Mary Moreno’s phone had been blowing up all Thursday morning. Texts from organizers across the country came streaming in throughout the day, sharing expected arrival times in New Orleans and bidding safe travels ahead of the crucial court hearing that could determine their fates.
“Good morning! Welcome to the group text for all bus captains traveling to NOLA!” the thread began.
“Have a safe drive and see you all soon!”
Immigrant families impacted by President Obama’s stalled executive actions hit the road from North Carolina at 6:30 Thursday morning. Another caravan from California was already en route. Three chartered buses from across Texas -- San Antonio, Dallas and Houston -- planned to ride through the night and arrive near the French Quarter just after dawn.
The coordinated effort was expected to link more than 500 immigrant activists from nearly 20 states for a rally Friday morning, a public display of the community’s pent up frustrations over each day the executive measures, known as DACA and DAPA, are delayed.
“When you’re undocumented, it affects every minute of your life,” said Moreno, a Texas-based organizer. “And having DAPA be so close to being realized and then having it be taken away, it’s making people more politicized and active.”
The hopeful optimism that more than four million undocumented immigrants would be allowed to freely live and temporarily work in the U.S. has slowly given way to the harsh realities that those opportunities remain far out of reach. A lawsuit brought by Texas and 25 other states has shackled the executive measures for months. The administration has vowed to exhaust every legal option to appeal the lawsuit. But it is likely that the legal battle will drag on for another year and rely on the U.S. Supreme Court to ultimately decide.
Still hundreds of people are gathering at the steps of the Fifth Circuit Court of Appeal in New Orleans Friday in the face of stacked odds unlikely to play out in their favor.
“A lot of people see this as a political attack on immigrant communities,” said Marielena Hincapié, executive director of the National Immigration Law Center. “People are not banking their hopes on this decision. But folks will be watching and hoping that the court will be able to put politics aside and not see this as a politicized immigration issue.”
The administration’s legal trouble with Obama’s 2014 executive actions began this past February, when District Court Judge Andrew Hanen in Texas placed a temporary freeze on the measures while the court decided on the merits of the lawsuit. The administration tried and failed to appeal Hanen’s preliminary injunction in a decision that came down in May. Now, the Department of Justice will get a second chance before the same court that rejected them, this time to prove they will ultimately prevail in the lawsuit.
When attorneys from both sides present their case before the Fifth Circuit on Friday, they will be arguing before two familiar faces in the most notoriously conservative courts in the country. Judges Jennifer Elrod and Jerry E. Smith, both of whom decided against the administration in the last round, will once again preside over the case.

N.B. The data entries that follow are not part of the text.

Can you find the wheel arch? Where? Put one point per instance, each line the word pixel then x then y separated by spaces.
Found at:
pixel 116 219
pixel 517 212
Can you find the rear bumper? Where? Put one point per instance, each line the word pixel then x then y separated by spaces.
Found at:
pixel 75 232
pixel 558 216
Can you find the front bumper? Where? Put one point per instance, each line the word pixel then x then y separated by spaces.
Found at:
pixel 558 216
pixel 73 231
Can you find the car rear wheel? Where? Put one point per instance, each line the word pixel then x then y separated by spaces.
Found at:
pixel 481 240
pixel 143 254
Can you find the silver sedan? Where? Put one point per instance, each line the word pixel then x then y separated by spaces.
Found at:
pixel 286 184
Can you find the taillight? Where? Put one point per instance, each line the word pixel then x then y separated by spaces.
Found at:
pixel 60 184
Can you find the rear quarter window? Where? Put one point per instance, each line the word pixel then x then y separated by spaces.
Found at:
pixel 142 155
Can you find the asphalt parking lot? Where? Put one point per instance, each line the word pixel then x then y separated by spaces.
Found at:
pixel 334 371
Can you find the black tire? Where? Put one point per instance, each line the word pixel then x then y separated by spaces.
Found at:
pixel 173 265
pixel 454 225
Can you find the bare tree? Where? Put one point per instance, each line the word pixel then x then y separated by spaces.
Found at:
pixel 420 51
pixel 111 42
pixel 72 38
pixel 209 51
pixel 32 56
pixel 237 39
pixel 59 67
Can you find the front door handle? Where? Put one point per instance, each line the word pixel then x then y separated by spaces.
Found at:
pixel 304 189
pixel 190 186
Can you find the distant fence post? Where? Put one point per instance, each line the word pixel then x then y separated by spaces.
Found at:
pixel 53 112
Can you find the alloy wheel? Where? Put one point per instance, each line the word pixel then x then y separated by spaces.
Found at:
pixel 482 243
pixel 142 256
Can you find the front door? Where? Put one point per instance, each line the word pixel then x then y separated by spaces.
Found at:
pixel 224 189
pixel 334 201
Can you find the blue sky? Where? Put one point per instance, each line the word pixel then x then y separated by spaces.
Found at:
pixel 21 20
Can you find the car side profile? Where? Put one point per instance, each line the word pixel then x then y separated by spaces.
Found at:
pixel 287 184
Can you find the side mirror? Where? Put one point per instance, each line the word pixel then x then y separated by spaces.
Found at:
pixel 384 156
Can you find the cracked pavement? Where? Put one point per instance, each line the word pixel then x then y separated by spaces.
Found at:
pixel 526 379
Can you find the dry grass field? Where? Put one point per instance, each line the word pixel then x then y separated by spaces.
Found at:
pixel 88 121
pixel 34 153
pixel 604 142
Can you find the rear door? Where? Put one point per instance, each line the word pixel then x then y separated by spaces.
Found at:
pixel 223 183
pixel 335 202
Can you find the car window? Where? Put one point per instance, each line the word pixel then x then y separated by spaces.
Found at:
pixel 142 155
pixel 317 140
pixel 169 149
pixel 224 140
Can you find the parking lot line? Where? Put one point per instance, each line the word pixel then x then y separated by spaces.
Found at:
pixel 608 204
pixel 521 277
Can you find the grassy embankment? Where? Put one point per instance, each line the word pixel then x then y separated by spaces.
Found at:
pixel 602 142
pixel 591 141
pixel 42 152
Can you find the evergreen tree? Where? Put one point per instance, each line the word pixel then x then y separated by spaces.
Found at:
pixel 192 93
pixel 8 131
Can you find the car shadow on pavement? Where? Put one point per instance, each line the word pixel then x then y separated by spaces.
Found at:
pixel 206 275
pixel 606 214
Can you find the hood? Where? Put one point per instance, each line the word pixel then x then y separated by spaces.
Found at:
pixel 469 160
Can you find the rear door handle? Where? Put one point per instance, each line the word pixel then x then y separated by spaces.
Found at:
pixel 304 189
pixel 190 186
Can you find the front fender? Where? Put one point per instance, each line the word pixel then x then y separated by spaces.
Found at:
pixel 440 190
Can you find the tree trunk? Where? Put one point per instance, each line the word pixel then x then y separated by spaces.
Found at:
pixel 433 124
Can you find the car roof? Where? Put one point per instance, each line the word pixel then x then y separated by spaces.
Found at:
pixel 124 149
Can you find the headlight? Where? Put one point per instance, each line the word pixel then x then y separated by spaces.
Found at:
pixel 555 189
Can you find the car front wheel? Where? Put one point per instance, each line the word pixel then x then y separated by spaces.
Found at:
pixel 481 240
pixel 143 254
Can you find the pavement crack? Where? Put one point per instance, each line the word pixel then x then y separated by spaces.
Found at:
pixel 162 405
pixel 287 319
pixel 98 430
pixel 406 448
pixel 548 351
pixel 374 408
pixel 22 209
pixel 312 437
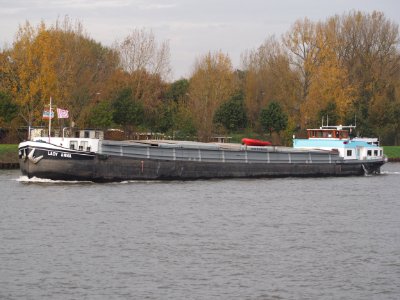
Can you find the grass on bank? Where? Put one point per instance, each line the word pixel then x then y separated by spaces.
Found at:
pixel 8 153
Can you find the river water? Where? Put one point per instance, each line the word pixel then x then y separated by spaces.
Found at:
pixel 290 238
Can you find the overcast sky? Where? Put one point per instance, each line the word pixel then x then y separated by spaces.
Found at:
pixel 192 27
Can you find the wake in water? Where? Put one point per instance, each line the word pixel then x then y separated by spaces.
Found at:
pixel 25 179
pixel 390 173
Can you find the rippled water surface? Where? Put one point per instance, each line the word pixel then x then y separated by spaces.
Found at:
pixel 313 238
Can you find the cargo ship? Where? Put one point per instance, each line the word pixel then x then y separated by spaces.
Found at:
pixel 326 151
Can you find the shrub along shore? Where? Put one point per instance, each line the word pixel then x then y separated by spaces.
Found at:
pixel 9 155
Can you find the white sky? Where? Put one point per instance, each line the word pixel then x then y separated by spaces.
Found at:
pixel 193 27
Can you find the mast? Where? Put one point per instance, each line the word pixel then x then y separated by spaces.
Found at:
pixel 50 120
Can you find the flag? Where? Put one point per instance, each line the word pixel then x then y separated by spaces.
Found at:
pixel 62 113
pixel 47 115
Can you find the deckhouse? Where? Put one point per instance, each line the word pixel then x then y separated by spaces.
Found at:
pixel 336 138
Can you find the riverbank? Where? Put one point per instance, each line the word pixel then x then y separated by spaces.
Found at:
pixel 9 155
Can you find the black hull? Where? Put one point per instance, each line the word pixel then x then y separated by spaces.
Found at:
pixel 108 168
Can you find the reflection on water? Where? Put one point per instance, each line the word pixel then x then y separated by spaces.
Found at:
pixel 291 238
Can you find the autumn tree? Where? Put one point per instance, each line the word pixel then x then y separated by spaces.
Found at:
pixel 59 61
pixel 147 63
pixel 211 84
pixel 128 111
pixel 273 118
pixel 232 113
pixel 269 76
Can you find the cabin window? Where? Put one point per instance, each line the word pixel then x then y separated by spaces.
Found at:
pixel 73 145
pixel 83 145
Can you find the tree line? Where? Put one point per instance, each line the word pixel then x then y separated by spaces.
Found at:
pixel 344 69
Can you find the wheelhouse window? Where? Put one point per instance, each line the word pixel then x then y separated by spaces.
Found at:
pixel 73 145
pixel 83 145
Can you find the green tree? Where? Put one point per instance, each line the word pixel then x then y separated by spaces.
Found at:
pixel 178 90
pixel 101 116
pixel 273 118
pixel 232 114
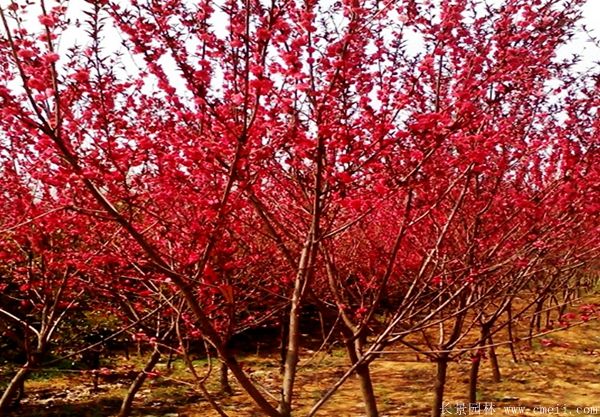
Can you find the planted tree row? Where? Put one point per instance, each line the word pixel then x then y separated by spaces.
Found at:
pixel 418 174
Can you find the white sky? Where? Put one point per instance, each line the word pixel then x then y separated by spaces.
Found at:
pixel 580 45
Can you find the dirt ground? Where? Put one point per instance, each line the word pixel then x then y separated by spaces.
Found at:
pixel 558 375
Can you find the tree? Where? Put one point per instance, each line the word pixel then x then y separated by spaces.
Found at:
pixel 295 136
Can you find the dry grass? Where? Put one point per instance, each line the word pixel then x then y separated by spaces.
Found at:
pixel 566 374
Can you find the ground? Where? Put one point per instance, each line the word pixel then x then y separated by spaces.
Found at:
pixel 557 376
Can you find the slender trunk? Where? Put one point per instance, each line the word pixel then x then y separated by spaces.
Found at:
pixel 224 379
pixel 170 361
pixel 511 337
pixel 476 362
pixel 284 334
pixel 440 383
pixel 535 324
pixel 137 384
pixel 293 342
pixel 497 377
pixel 366 389
pixel 291 357
pixel 14 391
pixel 473 377
pixel 366 385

Judge Carolyn Dineen King, considered a moderate and appointed by President Jimmy Carter, rounds out the three-judge panel hearing the case.
It is an unusual match-up to have the same two judges on the same case and one that does not bode well for the administration. Though a final decision will not come for several weeks, it is likely the Department of Justice will need to appeal up to the U.S. Supreme Court in the fall, punting the issue squarely into the 2016 presidential election.

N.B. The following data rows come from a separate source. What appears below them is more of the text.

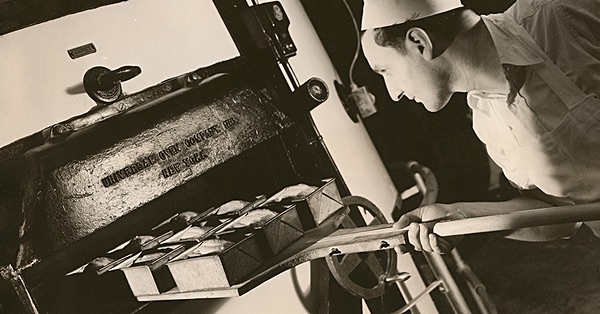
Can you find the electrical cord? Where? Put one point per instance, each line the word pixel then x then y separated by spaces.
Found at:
pixel 356 52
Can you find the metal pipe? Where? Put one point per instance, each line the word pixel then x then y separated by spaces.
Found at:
pixel 418 298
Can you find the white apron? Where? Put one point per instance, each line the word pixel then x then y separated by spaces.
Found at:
pixel 561 158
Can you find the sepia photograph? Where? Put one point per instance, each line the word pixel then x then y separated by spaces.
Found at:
pixel 300 156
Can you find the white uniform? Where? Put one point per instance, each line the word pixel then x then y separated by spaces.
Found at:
pixel 549 137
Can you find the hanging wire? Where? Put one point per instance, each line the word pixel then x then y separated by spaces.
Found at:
pixel 351 70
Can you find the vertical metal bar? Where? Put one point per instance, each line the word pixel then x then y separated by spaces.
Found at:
pixel 8 273
pixel 452 292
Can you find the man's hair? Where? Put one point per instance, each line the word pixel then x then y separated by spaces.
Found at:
pixel 442 28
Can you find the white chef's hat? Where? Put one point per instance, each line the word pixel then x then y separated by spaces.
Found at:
pixel 381 13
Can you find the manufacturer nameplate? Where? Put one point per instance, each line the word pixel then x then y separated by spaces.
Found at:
pixel 82 51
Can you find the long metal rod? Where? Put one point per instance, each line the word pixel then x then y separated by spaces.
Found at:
pixel 9 274
pixel 418 298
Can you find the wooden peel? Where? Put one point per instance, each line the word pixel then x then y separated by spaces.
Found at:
pixel 520 219
pixel 327 240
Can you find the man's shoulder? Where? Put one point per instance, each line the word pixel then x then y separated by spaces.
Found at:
pixel 525 9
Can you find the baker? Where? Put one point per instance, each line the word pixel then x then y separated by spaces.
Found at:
pixel 532 76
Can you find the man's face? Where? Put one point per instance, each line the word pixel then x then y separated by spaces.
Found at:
pixel 408 73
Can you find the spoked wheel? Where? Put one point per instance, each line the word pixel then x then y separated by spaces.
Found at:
pixel 363 274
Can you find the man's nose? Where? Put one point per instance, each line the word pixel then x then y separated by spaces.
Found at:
pixel 395 92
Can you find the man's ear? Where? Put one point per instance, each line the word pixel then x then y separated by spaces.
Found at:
pixel 419 41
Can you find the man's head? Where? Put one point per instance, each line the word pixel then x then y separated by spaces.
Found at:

Though knowing that the next occupant of the Oval Office could have a dramatic impact over whether Obama’s legacy through the executive actions will continue beyond 2016, grassroots immigrant rights groups say their communities have yet to coalesce around a particular presidential candidate. But already the mood on the ground is starting to shift.

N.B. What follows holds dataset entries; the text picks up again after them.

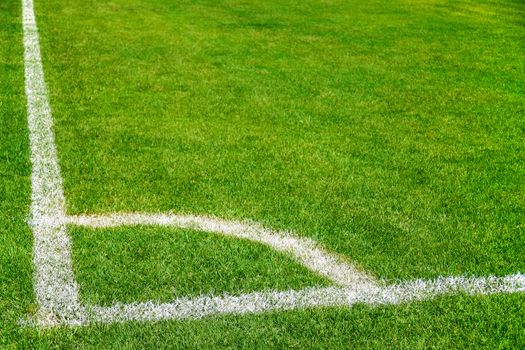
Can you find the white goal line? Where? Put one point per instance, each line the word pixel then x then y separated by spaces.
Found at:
pixel 57 292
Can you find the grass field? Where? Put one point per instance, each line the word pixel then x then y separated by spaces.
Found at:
pixel 391 132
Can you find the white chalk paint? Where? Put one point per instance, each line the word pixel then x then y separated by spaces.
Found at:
pixel 403 292
pixel 55 287
pixel 57 292
pixel 304 250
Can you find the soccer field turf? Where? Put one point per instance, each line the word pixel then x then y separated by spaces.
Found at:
pixel 392 133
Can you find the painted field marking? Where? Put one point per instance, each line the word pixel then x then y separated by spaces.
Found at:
pixel 57 292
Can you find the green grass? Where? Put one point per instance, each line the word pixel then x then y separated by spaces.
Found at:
pixel 148 263
pixel 391 131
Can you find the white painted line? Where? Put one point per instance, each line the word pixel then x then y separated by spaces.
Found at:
pixel 404 292
pixel 55 287
pixel 304 250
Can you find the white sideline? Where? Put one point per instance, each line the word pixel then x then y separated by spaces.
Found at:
pixel 403 292
pixel 57 292
pixel 55 287
pixel 304 250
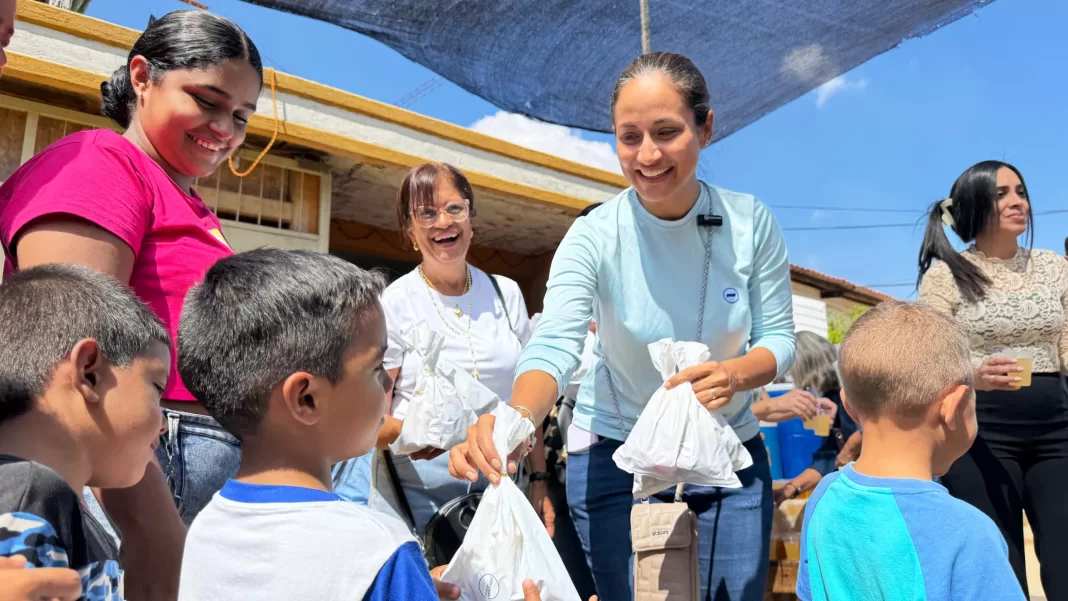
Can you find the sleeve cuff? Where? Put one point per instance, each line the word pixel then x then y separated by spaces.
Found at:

Both of 20-year-old Fernanda Herrera’s parents would have benefited from DAPA. Having lived nearly two decades in Alabama, where legislators have tested some of the most aggressive anti-immigrant laws in the country, the executive actions would do wonders to help their small Mexican restaurant and bring back their customers who fled under the state’s harsh conditions.
While her parents, like many in older generations, seem pessimistic that they’ll ever receive the deportation protection under the executive action, Herrera remains hopeful that she and the busload of activists leaving from Birmingham to New Orleans will inspire change.
“We’re sacrificing those eight hours for the drive. We’re sacrificing whatever money that we could have made working Friday,” Herrera said.
“It’s knowing that all of these sacrifices, little by little, add up to a lot.”